Posted on September 26, 2016
The question is not who won this debate.
Hillary won it, hands down.
She was prepared. He wasn’t.
She did her homework. He made stuff up.
She kept her composure. He lost his.
She was sharp. He rambled.
Nope, that is not the question.
Of course, she won the debate. That was expected. But it was probably a bit worse for Trump than his partisans desired.
But that is not the question.
The question is does it really matter?
After all, he routinely lost debates throughout the Republican primary, and it never seemed to slow him down.
And nobody is hiring Trump because of his intimate knowledge of policy issues. Nobody is hiring him because he is great debater or a particularly articulate spokesman for his beliefs.
Voters want Trump precisely because he is not your typical politician. They want Trump because he promises to blow up the status quo.
Trump is a symbol of something bigger. He is symbol of a nation that wants to real change.
When Hillary attacked him for his business deals, it accentuated the fact that he is a business man and not a politician. She condemned him for saying that he was happy to have the real estate market crash, but hey, he’s a businessman. Buy low, sell high.
Does it matter that Hillary won on debating points when she is a defender of the status quo?
Does it matter that Hillary proved to best able to articulate her policies when those policies would lead to bigger government and higher taxes?

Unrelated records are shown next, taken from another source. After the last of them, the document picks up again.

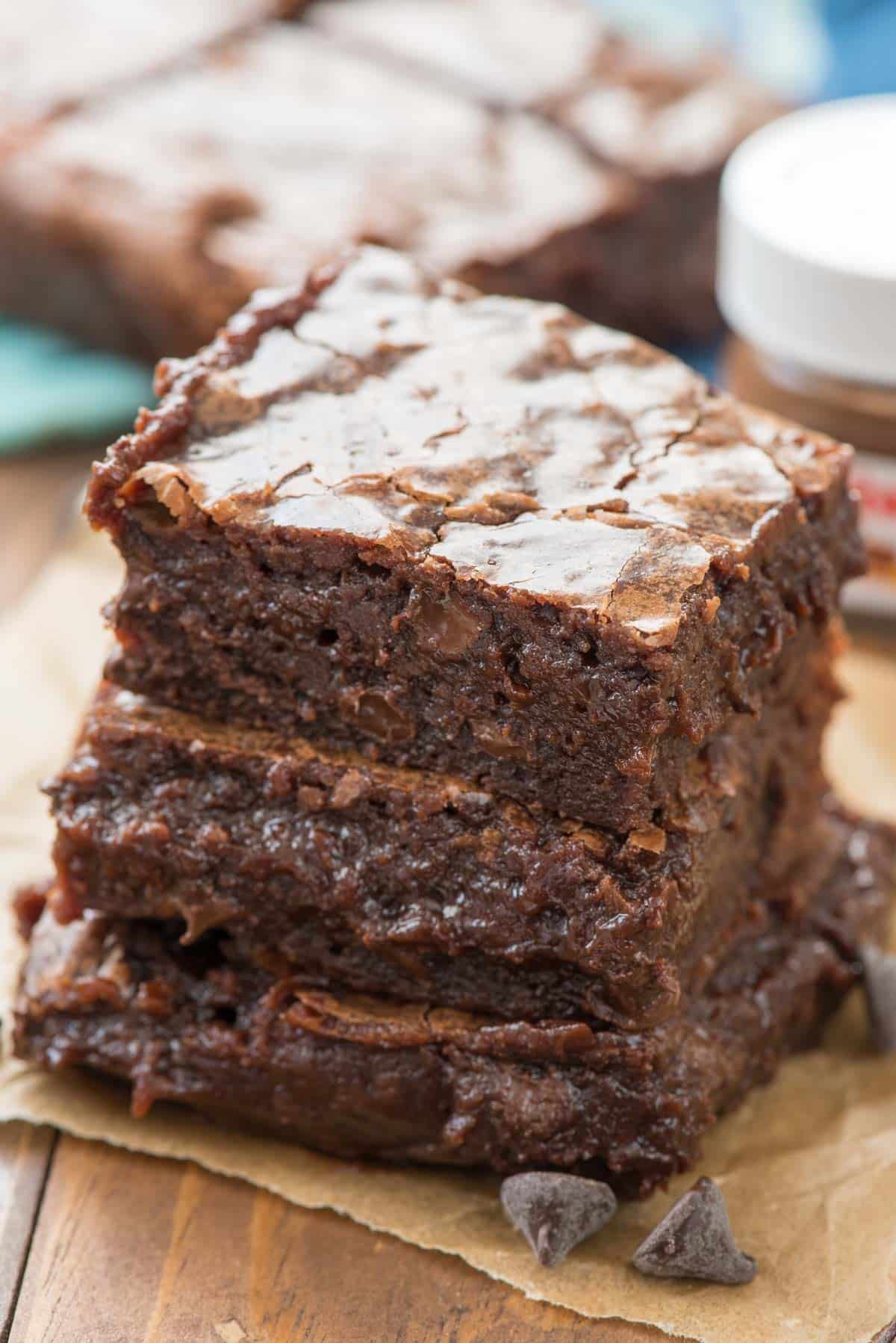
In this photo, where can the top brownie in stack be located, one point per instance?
(472, 535)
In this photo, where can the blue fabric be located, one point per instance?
(824, 49)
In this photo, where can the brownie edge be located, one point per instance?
(553, 560)
(361, 1077)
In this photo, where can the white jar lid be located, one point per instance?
(808, 239)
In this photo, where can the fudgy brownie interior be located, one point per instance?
(361, 1077)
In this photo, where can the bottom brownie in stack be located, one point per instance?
(366, 1077)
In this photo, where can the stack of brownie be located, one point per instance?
(454, 793)
(516, 144)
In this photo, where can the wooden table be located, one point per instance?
(99, 1245)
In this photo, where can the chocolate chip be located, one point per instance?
(556, 1212)
(695, 1240)
(879, 978)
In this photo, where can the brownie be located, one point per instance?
(423, 887)
(470, 535)
(667, 122)
(54, 54)
(146, 219)
(361, 1077)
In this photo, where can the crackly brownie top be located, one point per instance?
(54, 53)
(265, 152)
(511, 442)
(641, 109)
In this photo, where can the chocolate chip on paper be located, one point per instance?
(695, 1240)
(555, 1212)
(879, 978)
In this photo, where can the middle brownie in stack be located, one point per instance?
(474, 657)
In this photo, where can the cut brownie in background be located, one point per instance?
(667, 124)
(143, 220)
(470, 535)
(57, 53)
(422, 887)
(146, 220)
(361, 1077)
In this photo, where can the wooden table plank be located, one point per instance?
(25, 1158)
(131, 1250)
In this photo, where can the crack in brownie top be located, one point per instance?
(264, 153)
(632, 108)
(512, 441)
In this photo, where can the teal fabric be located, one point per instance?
(53, 390)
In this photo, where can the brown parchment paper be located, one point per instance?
(808, 1166)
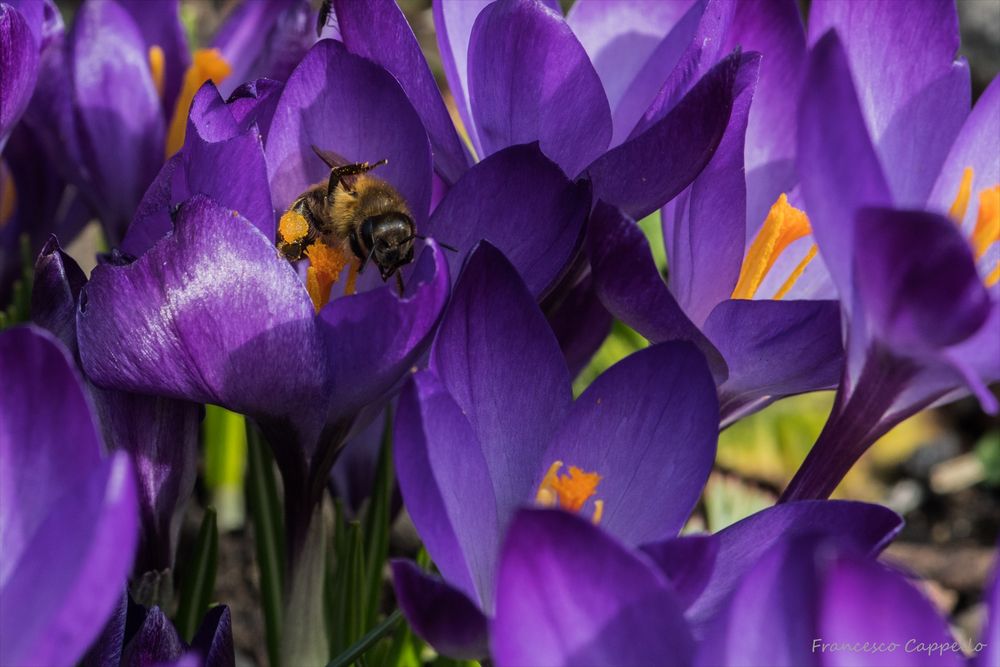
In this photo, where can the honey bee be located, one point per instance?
(351, 210)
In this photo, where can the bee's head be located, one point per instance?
(390, 237)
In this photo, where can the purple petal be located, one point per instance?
(630, 287)
(776, 348)
(648, 426)
(705, 238)
(453, 21)
(19, 64)
(741, 545)
(530, 80)
(209, 314)
(373, 338)
(506, 374)
(687, 563)
(446, 487)
(650, 169)
(917, 280)
(68, 522)
(569, 594)
(117, 110)
(887, 43)
(217, 160)
(439, 614)
(379, 31)
(343, 103)
(839, 168)
(902, 615)
(521, 203)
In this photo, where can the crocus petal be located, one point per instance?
(118, 111)
(569, 594)
(530, 80)
(209, 314)
(630, 287)
(871, 527)
(839, 168)
(67, 517)
(977, 146)
(343, 103)
(705, 236)
(633, 46)
(520, 202)
(647, 171)
(217, 160)
(887, 43)
(902, 615)
(506, 373)
(648, 426)
(917, 280)
(776, 348)
(373, 338)
(379, 31)
(439, 614)
(19, 64)
(446, 486)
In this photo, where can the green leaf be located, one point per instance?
(198, 582)
(265, 509)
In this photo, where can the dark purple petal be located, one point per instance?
(650, 169)
(217, 160)
(379, 31)
(19, 64)
(687, 563)
(521, 203)
(633, 46)
(373, 338)
(118, 112)
(705, 236)
(446, 486)
(569, 594)
(159, 22)
(630, 287)
(214, 639)
(530, 80)
(917, 280)
(776, 348)
(741, 545)
(439, 614)
(839, 168)
(506, 373)
(265, 38)
(68, 517)
(648, 426)
(886, 43)
(209, 314)
(902, 615)
(343, 103)
(453, 22)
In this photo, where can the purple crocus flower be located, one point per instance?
(819, 602)
(891, 176)
(68, 520)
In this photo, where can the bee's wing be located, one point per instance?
(332, 160)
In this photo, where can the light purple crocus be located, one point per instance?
(68, 518)
(901, 184)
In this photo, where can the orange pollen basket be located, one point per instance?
(571, 492)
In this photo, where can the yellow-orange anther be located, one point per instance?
(205, 64)
(784, 225)
(570, 492)
(157, 67)
(961, 203)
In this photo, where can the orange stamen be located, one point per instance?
(784, 225)
(205, 64)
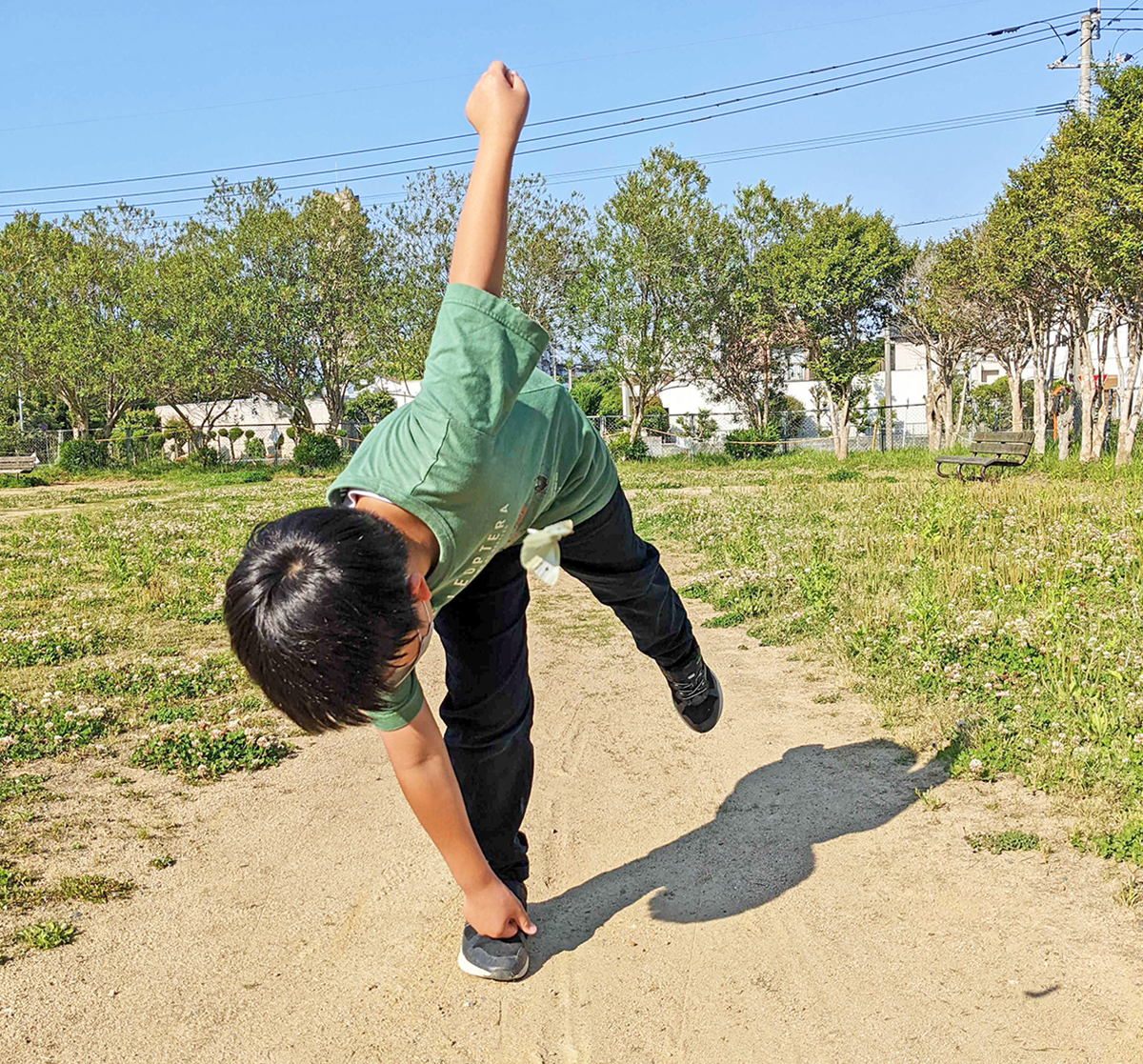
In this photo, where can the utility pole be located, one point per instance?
(1089, 32)
(889, 391)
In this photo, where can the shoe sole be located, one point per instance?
(470, 968)
(718, 713)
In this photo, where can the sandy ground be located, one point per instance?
(772, 892)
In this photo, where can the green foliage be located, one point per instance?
(624, 450)
(15, 888)
(645, 292)
(46, 935)
(752, 442)
(20, 787)
(22, 480)
(315, 451)
(28, 733)
(51, 646)
(370, 407)
(91, 888)
(701, 427)
(1001, 841)
(164, 682)
(1123, 845)
(79, 456)
(209, 753)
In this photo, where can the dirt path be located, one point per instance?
(772, 892)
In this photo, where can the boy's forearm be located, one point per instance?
(481, 234)
(429, 784)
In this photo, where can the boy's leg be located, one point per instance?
(487, 713)
(624, 572)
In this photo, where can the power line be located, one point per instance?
(977, 36)
(792, 148)
(243, 103)
(978, 51)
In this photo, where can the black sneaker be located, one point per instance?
(501, 959)
(696, 693)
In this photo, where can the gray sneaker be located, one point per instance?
(501, 959)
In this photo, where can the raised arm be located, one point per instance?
(497, 108)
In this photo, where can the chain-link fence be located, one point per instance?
(261, 444)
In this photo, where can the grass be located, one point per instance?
(1001, 621)
(47, 935)
(1003, 841)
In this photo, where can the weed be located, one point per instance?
(1001, 841)
(210, 753)
(90, 888)
(20, 787)
(47, 935)
(1123, 845)
(1130, 893)
(15, 888)
(931, 801)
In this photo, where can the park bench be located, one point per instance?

He proved that he is a businessman and doesn’t know the fine points of debate etiquette.
For voters who desperately want change, his less than stellar performance probably is no vice. Being a practiced politician is no virtue.
Trump was aggressive and tough.
That might offend some people who find it disrespectful and annoying. But to those who want somebody stand up to the status quo, it could be quite attractive.
It’s hard to know how the voters will view this debate.
They judge Trump differently from any other politician.
Yes, he is graded on a curve. He is not your typical candidate for the White House. That is his greatest strength and his greatest weakness.
We saw much of that weakness tonight in the debate. But we don’t know if that weakness will turn out to be an asset to the voters who want somebody to completely disrupt the status quo.